Leading causes of death in the United States, including cancer, diabetes, and heart disease, can be linked to diet [1,2]. Measuring accurate dietary intake is considered to be an open research problem, and developing accurate methods for dietary assessment and evaluation continues to be a challenge. Underreporting is well documented amongst dietary assessment methods. Compared to traditional dietary assessment methods that often involve detailed handwritten reports, technology-assisted dietary assessment approaches reduce the burden of keeping such a detailed report and are preferred over traditional written dietary record for monitoring everyday activity [3].

In recent years, mobile telephones have emerged and provide unique mechanisms to monitor personal health and to collect dietary information [4]. Image-based approaches integrating application technology for mobile devices have been developed which aim at capturing all eating occasions by images as the primary record of dietary intake [3]. To date, these image-based approaches have primarily relied on trained analysts to estimate energy intake from the food images. Validation studies of the trained analyst have shown limited accuracy within and between the trained analysts [5,6]. Although automated methods are not sufficiently advanced to entirely replace the trained analyst, these methods hold promise to ultimately improve accuracy and reduce participant and researcher burden. Several mobile dietary assessment systems have been developed, such as the Technology Assisted Dietary Assessment (TADA^TM) system [7,8], FoodLog [9], FoodCam [10], DietCam [11], and Im2Calories [12], to address some of the challenges of automatically-determined food types and energy consumed based on image processing and analysis methods. However, developing automatic dietary assessment techniques remains an open research problem.

Estimating food energy from a single-view food image is an ill-posed problem, as most 3D information has been lost when the eating scene is projected from 3D world coordinates onto 2D image coordinates. Several methods have been proposed to estimate food portions from a single-view image. In Chen et al. [13], 3D models were manually fitted onto a 2D food image in order to estimate the food portion sizes. However, manual fitting does not scale with larger data sets. Another method used was participants placing their thumbs in their images as a size reference to estimate the food area and then the portion size of the food [14]. The inconsistency in the sizes of thumbs is an obvious issue.
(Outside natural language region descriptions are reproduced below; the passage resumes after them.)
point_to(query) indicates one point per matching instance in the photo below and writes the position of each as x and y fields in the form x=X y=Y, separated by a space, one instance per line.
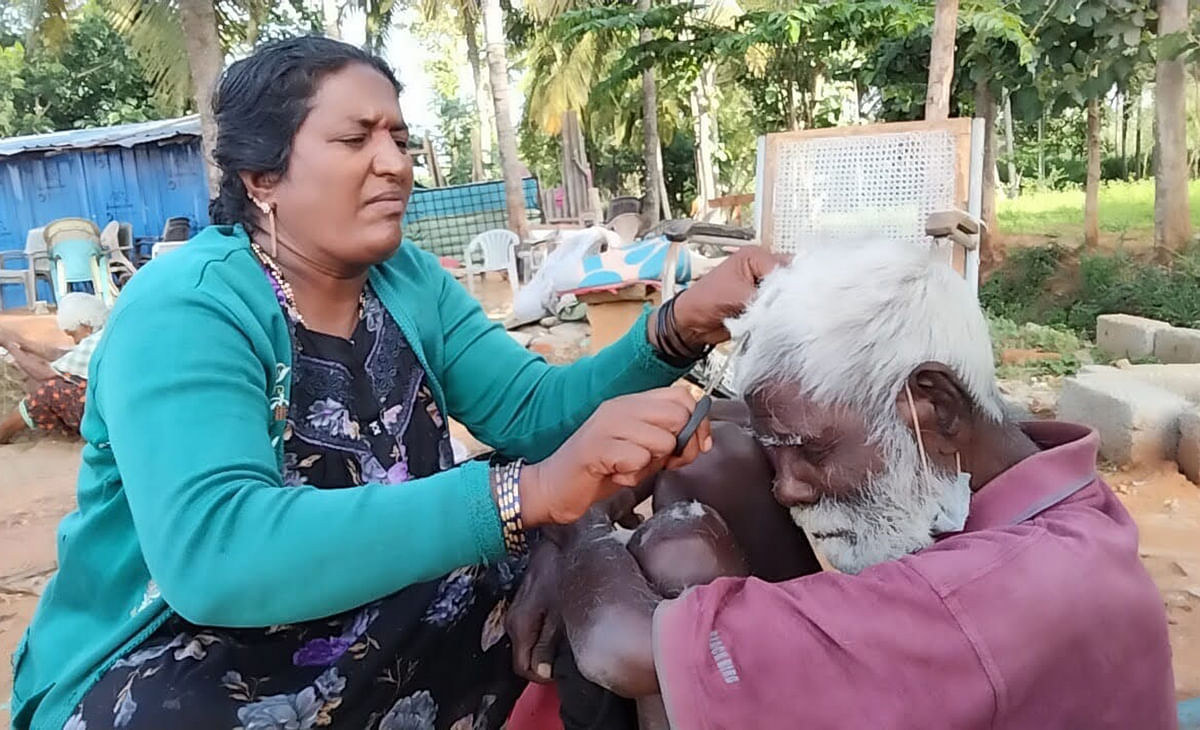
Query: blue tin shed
x=139 y=173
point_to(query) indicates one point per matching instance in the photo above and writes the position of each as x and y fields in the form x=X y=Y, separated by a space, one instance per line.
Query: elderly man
x=987 y=576
x=57 y=378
The model proposed by Zhang et al. [15] counts the pixels of each food segmentation in the image to estimate food portion. No 3D information is incorporated into the model. In the approach used by Aizawa et al. [16], the food image is divided into sub-regions and then food portions are estimated based on predetermined serving size classifications. Food portion estimation, in this case, is a task of selecting from limited discrete portion size choices.

We previously developed a 3D geometric-model based method for food portion estimation [17]. Our technique did not require manual tuning of model parameters, and we were able to obtain accurate food portion estimates [17]. Later, we showed that accurate food portions could be estimated using geometric models for food objects with well-defined 3D shapes [18]. To further improve the accuracy of food portion estimation, we incorporated the contextual dietary information of food portion co-occurrence patterns [19]. However, geometric-model-based techniques estimate food volumes rather than food energy. With food volumes estimated, food density is still required to compute the food weights which can then be mapped to food energy using a food composition resource, such as, the United States Department of Agriculture (USDA) Food and Nutrient Database for Dietary Studies (FNDDS) [20]. In addition, geometric-model-based techniques require food labels and food segmentation masks (i.e., location of foods in the image). Errors from automatic food classification and image segmentation can propagate into the final portion estimation. Therefore, new approaches that can directly link food images to food energy in the image would be desirable.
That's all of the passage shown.